Pro11 min
AI Agents That Use Tools
A classic automation follows a fixed path you designed. An AI agent decides the path itself: given a goal and a set of tools, it chooses which tool to call, reads the result, and decides what to do next, looping until the job is done. n8n's AI Agent node and the major model APIs all support this pattern now.
The agent loop
- The model receives the goal and the list of available tools.
- It decides whether to answer directly or call a tool.
- The tool runs and returns a result into the context.
- The model reads the result and either calls another tool or finishes.

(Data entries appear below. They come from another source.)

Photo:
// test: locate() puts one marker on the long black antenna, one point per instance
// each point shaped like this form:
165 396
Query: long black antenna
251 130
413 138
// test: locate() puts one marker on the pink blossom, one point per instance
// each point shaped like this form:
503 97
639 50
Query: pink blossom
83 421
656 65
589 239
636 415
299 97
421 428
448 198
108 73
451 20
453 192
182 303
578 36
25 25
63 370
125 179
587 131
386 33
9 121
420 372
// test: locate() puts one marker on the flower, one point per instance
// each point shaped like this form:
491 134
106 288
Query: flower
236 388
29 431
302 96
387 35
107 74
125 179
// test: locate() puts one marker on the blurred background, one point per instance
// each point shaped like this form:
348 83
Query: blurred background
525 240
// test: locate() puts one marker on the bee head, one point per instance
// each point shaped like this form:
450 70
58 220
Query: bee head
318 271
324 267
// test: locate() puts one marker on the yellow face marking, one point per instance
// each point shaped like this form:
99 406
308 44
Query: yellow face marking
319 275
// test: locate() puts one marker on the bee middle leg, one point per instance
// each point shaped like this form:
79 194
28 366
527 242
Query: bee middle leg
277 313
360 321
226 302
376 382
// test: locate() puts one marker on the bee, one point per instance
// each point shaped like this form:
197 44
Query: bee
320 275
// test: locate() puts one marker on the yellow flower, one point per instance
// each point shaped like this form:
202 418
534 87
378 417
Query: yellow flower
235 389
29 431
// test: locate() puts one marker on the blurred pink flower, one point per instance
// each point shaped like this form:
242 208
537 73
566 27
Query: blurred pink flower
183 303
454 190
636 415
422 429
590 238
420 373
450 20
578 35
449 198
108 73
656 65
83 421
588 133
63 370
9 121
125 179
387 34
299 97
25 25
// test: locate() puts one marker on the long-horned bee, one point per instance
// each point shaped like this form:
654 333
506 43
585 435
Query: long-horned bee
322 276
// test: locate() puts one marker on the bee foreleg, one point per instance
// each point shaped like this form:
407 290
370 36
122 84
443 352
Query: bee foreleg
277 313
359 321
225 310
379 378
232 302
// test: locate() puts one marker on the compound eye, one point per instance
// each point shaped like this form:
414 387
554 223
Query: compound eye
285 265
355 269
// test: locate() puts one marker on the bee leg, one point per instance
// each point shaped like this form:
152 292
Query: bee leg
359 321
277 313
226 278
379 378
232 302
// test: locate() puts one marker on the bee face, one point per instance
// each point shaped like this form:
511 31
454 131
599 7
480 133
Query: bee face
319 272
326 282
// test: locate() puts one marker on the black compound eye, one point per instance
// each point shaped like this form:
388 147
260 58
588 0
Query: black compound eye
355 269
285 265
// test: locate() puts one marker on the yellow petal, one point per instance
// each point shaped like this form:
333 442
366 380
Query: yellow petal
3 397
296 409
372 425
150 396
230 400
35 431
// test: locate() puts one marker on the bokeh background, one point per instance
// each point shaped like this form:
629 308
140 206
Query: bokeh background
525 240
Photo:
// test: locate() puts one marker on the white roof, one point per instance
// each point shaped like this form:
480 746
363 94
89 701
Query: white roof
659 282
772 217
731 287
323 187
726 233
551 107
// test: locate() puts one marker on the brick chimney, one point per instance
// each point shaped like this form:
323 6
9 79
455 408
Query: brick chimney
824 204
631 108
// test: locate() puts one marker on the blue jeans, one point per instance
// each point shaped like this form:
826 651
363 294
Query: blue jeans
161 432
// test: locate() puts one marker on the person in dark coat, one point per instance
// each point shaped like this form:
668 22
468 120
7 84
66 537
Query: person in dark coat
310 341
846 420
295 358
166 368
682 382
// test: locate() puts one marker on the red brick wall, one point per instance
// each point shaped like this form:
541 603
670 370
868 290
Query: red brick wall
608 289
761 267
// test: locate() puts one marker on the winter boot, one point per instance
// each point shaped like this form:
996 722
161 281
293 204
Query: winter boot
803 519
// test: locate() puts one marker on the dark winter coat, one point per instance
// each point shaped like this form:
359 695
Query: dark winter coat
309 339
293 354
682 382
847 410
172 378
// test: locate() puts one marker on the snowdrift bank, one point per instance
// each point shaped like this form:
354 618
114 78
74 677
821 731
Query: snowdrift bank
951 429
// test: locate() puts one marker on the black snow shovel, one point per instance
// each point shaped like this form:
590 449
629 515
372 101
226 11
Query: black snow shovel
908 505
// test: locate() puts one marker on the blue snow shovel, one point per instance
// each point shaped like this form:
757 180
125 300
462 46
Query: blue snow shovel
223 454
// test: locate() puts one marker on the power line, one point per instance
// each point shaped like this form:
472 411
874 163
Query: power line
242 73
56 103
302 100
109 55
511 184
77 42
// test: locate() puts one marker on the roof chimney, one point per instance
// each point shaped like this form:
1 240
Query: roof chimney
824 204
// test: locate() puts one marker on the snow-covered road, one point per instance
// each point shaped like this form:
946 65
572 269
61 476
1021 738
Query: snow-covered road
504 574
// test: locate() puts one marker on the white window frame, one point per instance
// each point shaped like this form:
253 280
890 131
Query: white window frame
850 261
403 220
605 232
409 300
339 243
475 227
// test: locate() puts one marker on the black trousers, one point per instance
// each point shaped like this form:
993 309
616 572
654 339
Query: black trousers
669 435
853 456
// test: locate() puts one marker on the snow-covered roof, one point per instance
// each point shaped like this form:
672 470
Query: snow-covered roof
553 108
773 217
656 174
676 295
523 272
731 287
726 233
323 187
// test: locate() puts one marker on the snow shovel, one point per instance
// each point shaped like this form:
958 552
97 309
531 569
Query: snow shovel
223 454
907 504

Tools are just functions you expose to the model with a clear name, description, and input schema. A tool might query your database, send an email, or call another API. The agent picks among them based on your descriptions, so write those descriptions like instructions.
n8n - AI Agent with tools
[ Chat Trigger ] --> [ AI Agent (Claude Sonnet 4.6) ]
|- tool: searchOrders
|- tool: getOrderStatus
|- tool: issueRefund
|- tool: escalateToHuman
tool definition
{
"name": "getOrderStatus",
"description": "Look up the current status of one order by its id. Use when the user asks where their order is.",
"input_schema": {
"type": "object",
"properties": {
"orderId": { "type": "string", "description": "Order id like A-4471" }
},
"required": ["orderId"]
}
}Pick the model for the job
Use a strong reasoning model like Claude Opus 4.8 or GPT-5 for tricky multi-tool planning, and a fast cheaper one like Claude Sonnet 4.6 or Gemini 2.5 Pro for high-volume routing. Many production agents use a big model to plan and a small one to execute.
Give dangerous tools a guard
An agent that can issue refunds or delete records needs limits: a max amount, a confirmation step, or a human approval gate. Never expose an irreversible action to an autonomous loop without a brake.